A copilot that accelerates incident triage — correlating signals, surfacing similar past incidents, and drafting the timeline — while engineers stay in command.

Setup difficulty: advanced

The Problem

When a production incident fires at 3am, the slow part is rarely the fix — it is the orientation: which service, what changed, has this happened before, who needs to know. An SRE copilot compresses that. It ingests alerts, recent deploys, and logs, correlates them into a probable blast radius, retrieves similar past incidents and their resolutions, and maintains a running timeline so the responder is not also the scribe. It does not auto-remediate production — that bar is high and most orgs are not there. It makes a human responder faster and less alone. The honest framing: this is decision support under pressure, not autonomous operations.

Best For

Enterprise platform and SRE teamsCompanies with formal on-call rotationsHigh-availability SaaS operationsOrgs with mature observability tooling

Workflow Steps

1

Connect signals

Wire the copilot to alerting, deploy events, log aggregation, and the service catalog — read-only.

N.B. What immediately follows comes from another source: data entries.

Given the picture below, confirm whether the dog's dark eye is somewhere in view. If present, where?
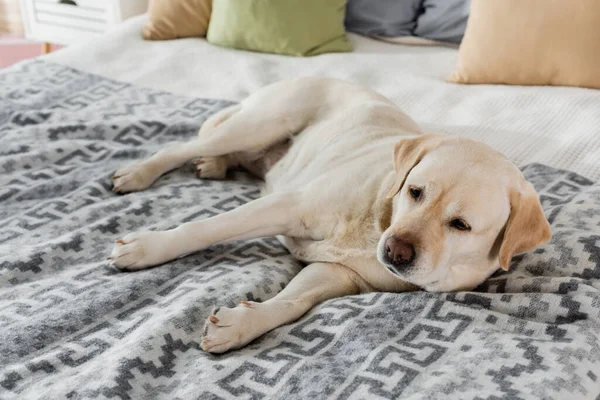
[450,218,471,231]
[408,186,422,200]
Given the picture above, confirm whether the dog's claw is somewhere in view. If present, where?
[240,300,254,308]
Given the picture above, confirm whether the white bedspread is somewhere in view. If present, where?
[46,17,600,180]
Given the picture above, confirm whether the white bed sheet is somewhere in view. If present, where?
[45,16,600,180]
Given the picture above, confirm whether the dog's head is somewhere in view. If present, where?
[377,135,551,291]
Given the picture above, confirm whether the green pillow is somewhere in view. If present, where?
[206,0,352,56]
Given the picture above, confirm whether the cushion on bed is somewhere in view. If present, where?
[414,0,471,43]
[143,0,212,40]
[449,0,600,88]
[207,0,351,56]
[346,0,470,44]
[346,0,422,37]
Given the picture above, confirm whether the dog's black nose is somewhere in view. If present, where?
[385,235,415,266]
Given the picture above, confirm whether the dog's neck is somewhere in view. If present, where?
[373,171,396,234]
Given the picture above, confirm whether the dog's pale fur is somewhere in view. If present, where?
[106,78,550,353]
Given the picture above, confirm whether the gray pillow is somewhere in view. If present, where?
[346,0,424,37]
[413,0,472,43]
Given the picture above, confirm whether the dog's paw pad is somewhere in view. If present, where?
[108,232,168,271]
[201,302,262,353]
[193,157,227,179]
[112,163,156,193]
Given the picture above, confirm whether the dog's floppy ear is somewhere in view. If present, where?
[499,178,552,271]
[387,135,442,199]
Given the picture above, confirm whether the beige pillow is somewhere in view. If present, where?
[449,0,600,88]
[143,0,212,40]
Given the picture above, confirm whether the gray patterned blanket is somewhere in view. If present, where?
[0,61,600,399]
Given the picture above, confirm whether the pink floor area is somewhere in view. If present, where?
[0,37,61,68]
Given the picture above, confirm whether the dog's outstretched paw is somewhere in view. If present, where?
[108,232,170,271]
[193,156,228,179]
[201,301,264,353]
[112,163,156,193]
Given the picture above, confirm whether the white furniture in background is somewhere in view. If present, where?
[20,0,148,53]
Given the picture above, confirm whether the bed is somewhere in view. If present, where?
[0,17,600,399]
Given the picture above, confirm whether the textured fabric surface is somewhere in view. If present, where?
[142,0,212,40]
[0,61,600,399]
[206,0,352,56]
[45,17,600,180]
[450,0,600,89]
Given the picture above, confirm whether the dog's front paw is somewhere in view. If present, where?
[108,232,173,271]
[193,156,228,179]
[112,163,156,193]
[201,301,268,353]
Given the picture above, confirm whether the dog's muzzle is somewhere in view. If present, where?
[383,235,416,272]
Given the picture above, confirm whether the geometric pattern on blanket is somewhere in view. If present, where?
[0,61,600,399]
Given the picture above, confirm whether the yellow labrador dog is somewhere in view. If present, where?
[110,78,550,353]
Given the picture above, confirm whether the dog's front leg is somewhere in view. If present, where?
[109,192,301,271]
[202,263,366,353]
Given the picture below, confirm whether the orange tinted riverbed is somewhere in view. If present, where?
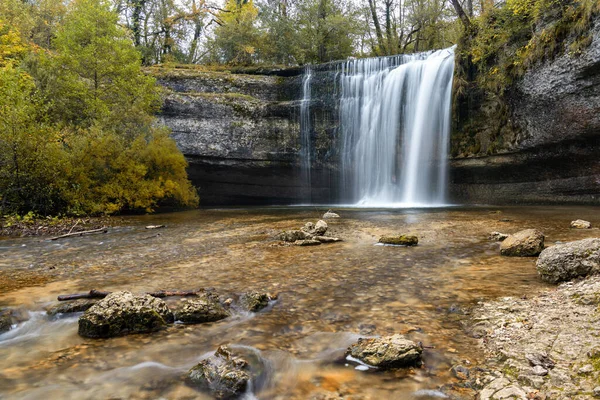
[0,207,600,399]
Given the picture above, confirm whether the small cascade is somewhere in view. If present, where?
[338,48,454,206]
[300,66,312,203]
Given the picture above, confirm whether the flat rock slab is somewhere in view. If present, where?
[500,229,545,257]
[47,299,98,317]
[379,235,419,246]
[174,293,231,324]
[188,346,250,399]
[536,238,600,283]
[346,334,423,369]
[79,292,173,338]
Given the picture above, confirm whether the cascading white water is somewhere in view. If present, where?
[300,66,312,203]
[338,48,454,206]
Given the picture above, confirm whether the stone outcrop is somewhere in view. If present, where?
[240,291,270,312]
[500,229,544,257]
[571,219,592,229]
[79,292,173,338]
[173,293,231,324]
[47,299,98,316]
[0,310,12,334]
[450,15,600,204]
[379,235,419,246]
[536,238,600,283]
[188,346,250,399]
[346,334,423,369]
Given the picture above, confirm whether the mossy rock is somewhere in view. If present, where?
[79,292,173,338]
[174,293,231,324]
[379,235,419,246]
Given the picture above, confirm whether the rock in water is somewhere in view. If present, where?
[0,310,12,333]
[302,219,327,239]
[500,229,544,257]
[536,238,600,283]
[571,219,592,229]
[294,239,321,246]
[379,235,419,246]
[323,210,340,219]
[240,292,270,312]
[490,232,509,242]
[47,299,98,316]
[174,293,231,324]
[346,334,423,369]
[275,231,311,243]
[314,219,328,236]
[79,292,173,338]
[188,346,250,399]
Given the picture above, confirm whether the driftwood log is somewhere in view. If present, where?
[58,289,204,301]
[50,224,108,240]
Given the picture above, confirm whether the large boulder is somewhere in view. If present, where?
[379,235,419,246]
[0,310,12,333]
[79,292,173,338]
[188,346,250,399]
[174,293,231,324]
[536,238,600,283]
[571,219,592,229]
[500,229,544,257]
[346,334,423,369]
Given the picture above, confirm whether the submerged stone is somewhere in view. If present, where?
[294,239,321,246]
[346,334,423,369]
[188,346,250,399]
[276,230,311,243]
[79,292,173,338]
[240,291,270,312]
[47,299,98,316]
[536,238,600,283]
[379,235,419,246]
[174,293,231,324]
[571,219,592,229]
[0,310,12,333]
[323,210,340,219]
[500,229,544,257]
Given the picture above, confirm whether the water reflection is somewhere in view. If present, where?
[0,207,598,399]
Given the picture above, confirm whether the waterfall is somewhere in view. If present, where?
[300,66,312,203]
[337,48,454,207]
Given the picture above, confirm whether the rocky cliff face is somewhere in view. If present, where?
[155,18,600,205]
[451,18,600,204]
[154,69,340,205]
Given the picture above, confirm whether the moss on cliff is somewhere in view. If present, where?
[451,0,600,157]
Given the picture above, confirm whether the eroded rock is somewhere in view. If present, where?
[536,238,600,283]
[323,210,340,219]
[47,299,98,317]
[346,334,423,369]
[174,293,231,324]
[490,232,509,242]
[240,291,270,312]
[294,239,321,246]
[79,292,173,338]
[188,346,250,399]
[500,229,544,257]
[275,230,311,243]
[571,219,592,229]
[379,235,419,246]
[0,310,12,333]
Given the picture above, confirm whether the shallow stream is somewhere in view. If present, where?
[0,207,600,399]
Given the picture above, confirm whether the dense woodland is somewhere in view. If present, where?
[0,0,600,215]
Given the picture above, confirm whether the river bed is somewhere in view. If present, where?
[0,207,598,399]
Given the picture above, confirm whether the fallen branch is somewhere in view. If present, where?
[58,289,203,301]
[50,226,108,240]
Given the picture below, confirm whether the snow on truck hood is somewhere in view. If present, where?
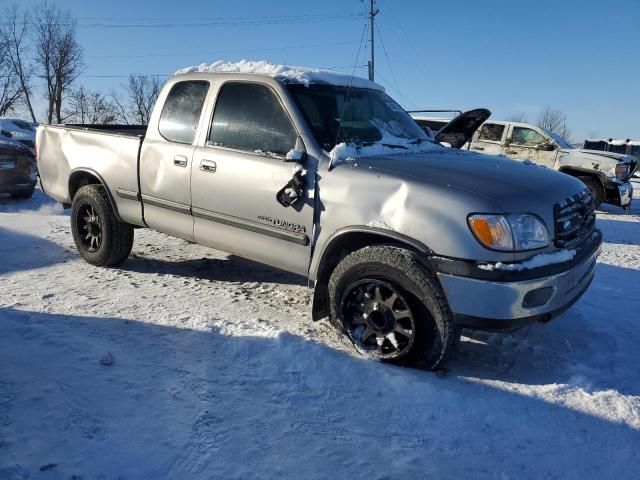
[176,60,384,92]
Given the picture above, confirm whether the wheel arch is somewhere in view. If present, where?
[68,168,123,222]
[310,226,432,321]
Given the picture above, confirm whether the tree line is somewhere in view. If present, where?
[0,2,162,124]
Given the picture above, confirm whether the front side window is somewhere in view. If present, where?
[209,83,298,155]
[478,123,504,142]
[158,81,209,143]
[511,127,547,147]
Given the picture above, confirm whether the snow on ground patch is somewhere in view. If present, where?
[0,187,640,479]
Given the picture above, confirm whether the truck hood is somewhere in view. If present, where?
[344,148,585,213]
[560,148,636,163]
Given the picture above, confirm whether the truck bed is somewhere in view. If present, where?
[62,123,147,137]
[36,124,147,225]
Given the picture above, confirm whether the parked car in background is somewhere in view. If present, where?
[0,140,37,199]
[582,138,640,159]
[0,118,36,151]
[409,108,491,149]
[37,61,602,368]
[469,121,638,208]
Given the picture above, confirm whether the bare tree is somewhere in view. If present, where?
[0,5,37,122]
[111,75,162,125]
[0,38,22,116]
[538,107,571,142]
[64,86,117,124]
[507,112,527,123]
[127,75,162,124]
[34,2,83,123]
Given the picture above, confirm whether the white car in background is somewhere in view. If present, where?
[468,121,638,208]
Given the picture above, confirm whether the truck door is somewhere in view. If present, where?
[504,125,557,168]
[469,122,507,155]
[140,81,209,244]
[191,81,315,275]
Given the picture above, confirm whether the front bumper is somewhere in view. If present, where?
[438,230,602,331]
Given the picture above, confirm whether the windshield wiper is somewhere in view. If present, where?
[381,143,409,150]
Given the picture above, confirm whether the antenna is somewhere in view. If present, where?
[369,0,380,82]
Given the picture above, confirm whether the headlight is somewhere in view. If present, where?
[468,213,549,251]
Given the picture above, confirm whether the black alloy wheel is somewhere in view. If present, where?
[340,278,416,360]
[76,203,103,253]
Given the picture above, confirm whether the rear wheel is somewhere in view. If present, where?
[578,177,604,208]
[71,185,133,267]
[329,245,458,369]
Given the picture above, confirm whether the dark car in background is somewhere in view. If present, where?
[0,140,37,199]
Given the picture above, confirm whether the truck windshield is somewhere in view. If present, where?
[542,128,573,149]
[287,84,430,152]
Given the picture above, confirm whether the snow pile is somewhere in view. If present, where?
[176,60,384,92]
[609,138,628,147]
[0,118,36,141]
[478,250,576,272]
[329,130,444,165]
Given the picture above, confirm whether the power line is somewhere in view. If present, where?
[87,41,362,59]
[0,13,365,28]
[376,25,400,96]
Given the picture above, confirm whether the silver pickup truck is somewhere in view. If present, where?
[36,62,602,368]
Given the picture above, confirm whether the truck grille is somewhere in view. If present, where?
[553,189,596,248]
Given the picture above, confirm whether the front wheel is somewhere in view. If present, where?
[329,245,459,369]
[71,185,133,267]
[578,177,604,209]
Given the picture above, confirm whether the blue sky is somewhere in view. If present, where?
[10,0,640,141]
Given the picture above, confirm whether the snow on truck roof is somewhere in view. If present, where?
[175,60,384,92]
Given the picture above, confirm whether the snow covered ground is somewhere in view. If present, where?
[0,183,640,480]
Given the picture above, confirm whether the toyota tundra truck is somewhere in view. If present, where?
[36,61,602,369]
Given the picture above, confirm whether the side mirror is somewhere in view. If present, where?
[284,137,307,163]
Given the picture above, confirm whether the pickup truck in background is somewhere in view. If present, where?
[36,61,602,368]
[582,138,640,160]
[469,121,638,208]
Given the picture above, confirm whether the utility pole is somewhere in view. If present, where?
[369,0,380,82]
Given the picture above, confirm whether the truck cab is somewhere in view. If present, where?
[469,121,638,208]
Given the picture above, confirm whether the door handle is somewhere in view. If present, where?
[173,155,187,167]
[200,159,216,173]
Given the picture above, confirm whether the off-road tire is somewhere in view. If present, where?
[578,176,604,209]
[329,245,460,370]
[71,185,133,267]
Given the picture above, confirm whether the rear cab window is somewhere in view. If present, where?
[511,127,548,147]
[158,80,209,144]
[208,82,298,156]
[478,123,505,143]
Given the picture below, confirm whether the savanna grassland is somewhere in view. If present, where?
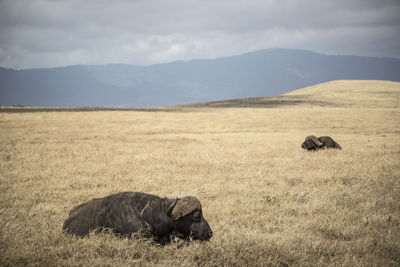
[0,81,400,266]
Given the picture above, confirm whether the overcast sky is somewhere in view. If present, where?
[0,0,400,69]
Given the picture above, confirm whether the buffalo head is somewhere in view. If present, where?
[167,196,212,240]
[301,135,322,150]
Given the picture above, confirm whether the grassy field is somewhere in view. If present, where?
[0,81,400,266]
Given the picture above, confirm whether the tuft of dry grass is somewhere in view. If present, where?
[0,81,400,266]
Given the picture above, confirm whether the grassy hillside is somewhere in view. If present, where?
[179,80,400,109]
[0,81,400,266]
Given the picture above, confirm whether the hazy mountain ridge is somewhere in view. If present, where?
[0,49,400,107]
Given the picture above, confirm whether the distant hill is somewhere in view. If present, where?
[0,49,400,107]
[173,80,400,110]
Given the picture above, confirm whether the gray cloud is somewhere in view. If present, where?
[0,0,400,68]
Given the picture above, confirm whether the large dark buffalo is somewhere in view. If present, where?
[301,135,342,150]
[63,192,212,244]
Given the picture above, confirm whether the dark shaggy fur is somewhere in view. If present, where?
[301,135,342,150]
[63,192,212,244]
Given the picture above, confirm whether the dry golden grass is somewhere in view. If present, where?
[0,81,400,266]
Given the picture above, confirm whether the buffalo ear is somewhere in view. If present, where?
[308,135,322,147]
[167,198,179,217]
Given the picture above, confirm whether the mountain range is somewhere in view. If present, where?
[0,48,400,108]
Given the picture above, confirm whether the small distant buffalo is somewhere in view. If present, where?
[63,192,212,244]
[301,135,342,150]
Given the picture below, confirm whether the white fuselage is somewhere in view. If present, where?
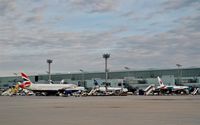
[98,87,128,92]
[27,84,77,91]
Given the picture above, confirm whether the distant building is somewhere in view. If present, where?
[0,68,200,88]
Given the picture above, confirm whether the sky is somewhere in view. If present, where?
[0,0,200,76]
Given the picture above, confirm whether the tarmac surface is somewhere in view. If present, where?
[0,96,200,125]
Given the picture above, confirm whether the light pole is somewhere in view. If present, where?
[103,53,110,84]
[124,66,130,77]
[47,59,53,83]
[176,64,182,85]
[80,69,85,84]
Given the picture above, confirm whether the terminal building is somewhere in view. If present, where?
[0,68,200,88]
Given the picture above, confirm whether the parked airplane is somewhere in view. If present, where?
[19,73,85,95]
[157,76,189,92]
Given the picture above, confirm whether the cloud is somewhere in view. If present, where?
[163,0,200,10]
[67,0,119,13]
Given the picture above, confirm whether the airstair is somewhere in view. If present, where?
[191,88,199,95]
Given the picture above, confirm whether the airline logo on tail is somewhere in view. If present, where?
[158,76,164,86]
[19,73,31,89]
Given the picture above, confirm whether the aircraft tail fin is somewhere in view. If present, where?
[157,76,164,86]
[19,73,32,89]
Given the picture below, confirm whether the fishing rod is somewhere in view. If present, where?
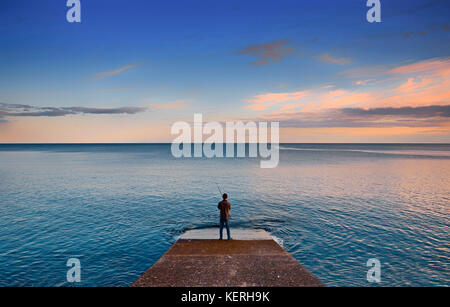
[216,182,223,196]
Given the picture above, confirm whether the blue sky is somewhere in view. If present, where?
[0,0,450,142]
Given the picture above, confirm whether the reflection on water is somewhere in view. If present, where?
[0,144,450,286]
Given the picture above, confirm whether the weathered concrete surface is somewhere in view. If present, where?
[132,231,323,287]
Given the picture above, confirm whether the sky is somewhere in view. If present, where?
[0,0,450,143]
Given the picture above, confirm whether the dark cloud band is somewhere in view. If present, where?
[0,103,147,122]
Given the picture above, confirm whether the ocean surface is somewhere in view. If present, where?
[0,144,450,286]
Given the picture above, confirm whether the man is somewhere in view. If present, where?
[217,193,231,240]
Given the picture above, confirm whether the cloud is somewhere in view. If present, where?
[237,40,294,65]
[150,99,192,110]
[245,91,308,110]
[0,103,147,121]
[261,105,450,128]
[339,57,450,78]
[95,87,132,93]
[95,63,142,79]
[314,53,352,65]
[341,105,450,118]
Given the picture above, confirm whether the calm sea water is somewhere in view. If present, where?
[0,144,450,286]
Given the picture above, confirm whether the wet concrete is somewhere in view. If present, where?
[132,231,323,287]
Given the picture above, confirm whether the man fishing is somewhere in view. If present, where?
[217,193,231,240]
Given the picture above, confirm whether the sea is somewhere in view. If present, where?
[0,144,450,287]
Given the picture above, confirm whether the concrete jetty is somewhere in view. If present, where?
[132,228,323,287]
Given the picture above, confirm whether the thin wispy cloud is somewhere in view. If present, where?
[261,105,450,128]
[245,91,308,111]
[237,40,294,65]
[150,99,192,110]
[95,63,142,79]
[0,103,147,121]
[314,53,352,65]
[95,87,133,93]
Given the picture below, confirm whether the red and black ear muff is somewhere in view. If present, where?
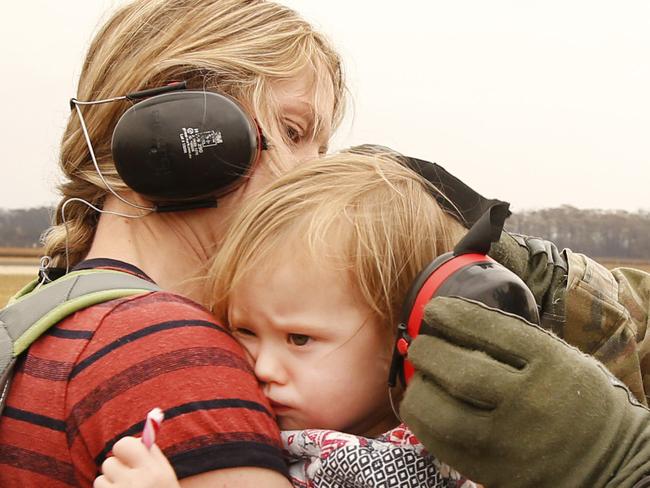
[111,89,266,204]
[388,203,539,387]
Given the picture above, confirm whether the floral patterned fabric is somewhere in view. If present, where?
[282,424,477,488]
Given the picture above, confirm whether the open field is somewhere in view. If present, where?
[0,247,650,307]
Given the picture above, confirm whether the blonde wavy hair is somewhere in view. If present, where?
[44,0,345,266]
[205,150,465,332]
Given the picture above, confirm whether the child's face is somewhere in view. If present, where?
[228,250,397,436]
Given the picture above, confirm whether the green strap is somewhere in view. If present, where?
[0,270,160,360]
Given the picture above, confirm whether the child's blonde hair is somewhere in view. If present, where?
[45,0,345,265]
[206,151,464,332]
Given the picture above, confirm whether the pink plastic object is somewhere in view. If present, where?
[142,407,165,449]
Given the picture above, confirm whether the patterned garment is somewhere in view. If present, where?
[282,424,476,488]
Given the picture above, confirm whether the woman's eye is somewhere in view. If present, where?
[289,334,311,346]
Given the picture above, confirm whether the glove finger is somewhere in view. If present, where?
[421,297,551,369]
[408,335,525,411]
[400,371,493,450]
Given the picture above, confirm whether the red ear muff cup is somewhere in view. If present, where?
[111,91,261,201]
[396,253,539,383]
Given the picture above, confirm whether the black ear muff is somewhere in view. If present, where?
[388,203,539,386]
[111,90,263,202]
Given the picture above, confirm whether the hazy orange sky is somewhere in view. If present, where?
[0,0,650,211]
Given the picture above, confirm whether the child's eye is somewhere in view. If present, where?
[231,327,255,337]
[286,125,302,144]
[289,334,311,346]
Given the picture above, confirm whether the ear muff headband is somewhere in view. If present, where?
[389,252,494,386]
[111,90,264,202]
[388,203,539,386]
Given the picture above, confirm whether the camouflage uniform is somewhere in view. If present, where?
[490,232,650,405]
[560,250,650,405]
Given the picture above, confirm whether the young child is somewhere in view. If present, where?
[95,152,475,488]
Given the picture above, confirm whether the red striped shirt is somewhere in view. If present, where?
[0,260,286,488]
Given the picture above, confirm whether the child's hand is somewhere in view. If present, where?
[93,437,180,488]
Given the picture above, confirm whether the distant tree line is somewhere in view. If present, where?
[506,205,650,260]
[0,207,54,247]
[0,206,650,260]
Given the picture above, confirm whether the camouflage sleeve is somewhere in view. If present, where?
[562,250,650,404]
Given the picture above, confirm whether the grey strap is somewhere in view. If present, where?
[0,270,160,341]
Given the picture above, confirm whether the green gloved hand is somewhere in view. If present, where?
[401,297,650,488]
[489,231,568,336]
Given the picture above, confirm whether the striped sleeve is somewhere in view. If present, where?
[65,292,286,479]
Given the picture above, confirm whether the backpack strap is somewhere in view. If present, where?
[0,269,160,413]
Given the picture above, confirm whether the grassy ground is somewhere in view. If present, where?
[0,259,650,307]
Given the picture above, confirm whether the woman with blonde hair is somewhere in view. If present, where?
[96,151,474,488]
[0,0,344,487]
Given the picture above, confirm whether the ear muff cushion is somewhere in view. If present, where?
[111,91,260,201]
[398,253,539,382]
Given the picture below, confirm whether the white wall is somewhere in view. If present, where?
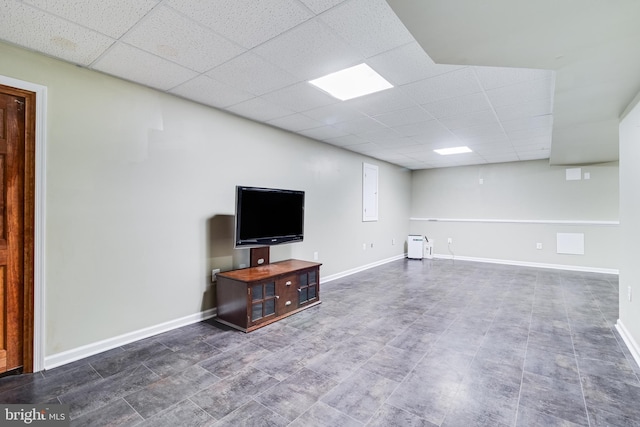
[618,90,640,364]
[410,160,619,272]
[0,44,410,356]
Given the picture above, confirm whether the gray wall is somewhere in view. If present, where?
[410,160,619,271]
[0,44,411,356]
[618,94,640,364]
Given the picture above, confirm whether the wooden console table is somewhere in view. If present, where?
[216,259,322,332]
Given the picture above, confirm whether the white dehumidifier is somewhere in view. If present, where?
[407,234,425,259]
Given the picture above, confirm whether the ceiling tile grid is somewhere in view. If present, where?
[122,6,245,73]
[0,0,554,169]
[91,43,198,91]
[24,0,159,39]
[0,0,115,66]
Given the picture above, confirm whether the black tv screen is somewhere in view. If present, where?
[235,186,304,247]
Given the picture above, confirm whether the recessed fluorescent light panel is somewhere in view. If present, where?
[309,63,393,101]
[433,146,471,156]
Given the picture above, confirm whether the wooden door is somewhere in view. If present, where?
[0,86,35,373]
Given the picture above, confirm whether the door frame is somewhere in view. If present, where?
[0,75,47,372]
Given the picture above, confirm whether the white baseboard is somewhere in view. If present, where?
[44,308,216,369]
[320,254,406,283]
[44,253,616,369]
[433,254,620,275]
[616,319,640,366]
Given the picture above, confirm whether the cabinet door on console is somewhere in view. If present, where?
[298,269,320,306]
[276,274,298,316]
[249,282,277,325]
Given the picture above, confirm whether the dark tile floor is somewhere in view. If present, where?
[0,260,640,427]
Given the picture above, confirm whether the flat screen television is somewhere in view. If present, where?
[235,186,304,247]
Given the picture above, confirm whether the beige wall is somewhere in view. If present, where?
[410,160,619,271]
[0,44,410,356]
[618,90,640,364]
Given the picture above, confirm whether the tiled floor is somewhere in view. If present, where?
[0,260,640,427]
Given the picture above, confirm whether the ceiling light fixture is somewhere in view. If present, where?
[433,146,472,156]
[309,63,393,101]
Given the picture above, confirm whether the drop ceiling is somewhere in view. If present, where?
[0,0,640,169]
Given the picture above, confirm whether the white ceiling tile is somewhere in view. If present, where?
[227,98,294,122]
[452,122,505,139]
[344,88,417,116]
[320,0,413,57]
[513,143,551,153]
[495,98,553,121]
[300,126,347,141]
[374,107,433,127]
[267,113,322,132]
[22,0,158,38]
[422,92,491,119]
[407,150,442,164]
[171,75,253,108]
[334,117,385,135]
[166,0,313,49]
[122,6,244,72]
[394,120,451,138]
[300,0,344,14]
[438,110,498,130]
[253,19,363,80]
[401,67,482,104]
[207,52,300,95]
[486,78,553,108]
[518,150,550,160]
[372,136,423,153]
[304,102,365,125]
[262,82,339,112]
[482,153,520,163]
[92,43,197,90]
[509,134,551,147]
[345,142,382,154]
[469,141,516,156]
[507,127,553,140]
[324,135,367,147]
[473,67,553,90]
[367,41,464,86]
[502,114,553,134]
[0,1,115,65]
[358,128,402,143]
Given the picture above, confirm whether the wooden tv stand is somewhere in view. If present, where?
[216,259,322,332]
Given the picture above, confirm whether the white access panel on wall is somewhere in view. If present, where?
[556,233,584,255]
[362,163,378,221]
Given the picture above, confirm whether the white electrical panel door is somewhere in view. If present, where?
[362,163,378,221]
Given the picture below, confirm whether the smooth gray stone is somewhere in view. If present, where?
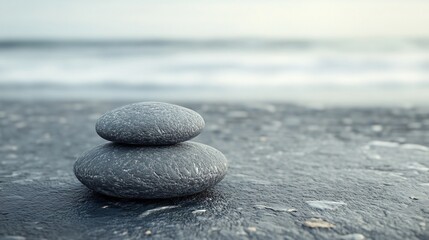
[74,142,227,199]
[95,102,205,145]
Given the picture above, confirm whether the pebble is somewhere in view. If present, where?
[74,142,227,199]
[95,102,205,146]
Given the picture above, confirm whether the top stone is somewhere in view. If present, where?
[95,102,205,145]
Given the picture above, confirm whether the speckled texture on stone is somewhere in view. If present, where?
[95,102,205,145]
[74,142,227,199]
[0,101,429,240]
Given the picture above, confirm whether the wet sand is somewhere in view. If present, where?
[0,100,429,239]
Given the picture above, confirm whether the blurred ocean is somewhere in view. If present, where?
[0,39,429,102]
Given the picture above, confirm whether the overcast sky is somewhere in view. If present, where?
[0,0,429,39]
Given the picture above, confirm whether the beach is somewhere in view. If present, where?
[0,100,429,239]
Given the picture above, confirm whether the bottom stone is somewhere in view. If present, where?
[74,142,227,199]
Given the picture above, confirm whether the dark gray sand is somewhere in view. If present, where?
[0,101,429,239]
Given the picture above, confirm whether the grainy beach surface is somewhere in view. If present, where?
[0,100,429,239]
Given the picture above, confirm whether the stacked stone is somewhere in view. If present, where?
[74,102,227,199]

It needs context, not control.

2

Correlate on incident open

When an incident is declared, the copilot assembles a brief: firing alerts, recent deploys to affected services, error-rate deltas, and a probable blast radius.

3

Retrieve similar incidents

Search the postmortem archive for incidents with similar signatures and surface what resolved them — turning institutional memory into a first hypothesis.

4

Maintain the timeline

The copilot keeps a running, timestamped timeline of actions and findings so responders act instead of writing notes, and the postmortem half-writes itself.

5

Draft the postmortem

After resolution, it drafts the incident review — timeline, contributing factors, impact — for humans to correct and own.

Copy-Paste Templates

Use these templates as-is or customize for your business.

Incident brief template
## Incident brief
Declared: {ts}
Affected services: {services}
Firing alerts: {alerts}
Recent deploys (24h): {deploys}
Error-rate delta: {delta}
Probable blast radius: {radius}
Similar past incidents: {links}
Postmortem draft prompt
From the incident timeline, draft a blameless postmortem: summary, customer impact, timeline, contributing factors (not a single root cause), what went well, and action items with owners. Mark every inference as 'to confirm'.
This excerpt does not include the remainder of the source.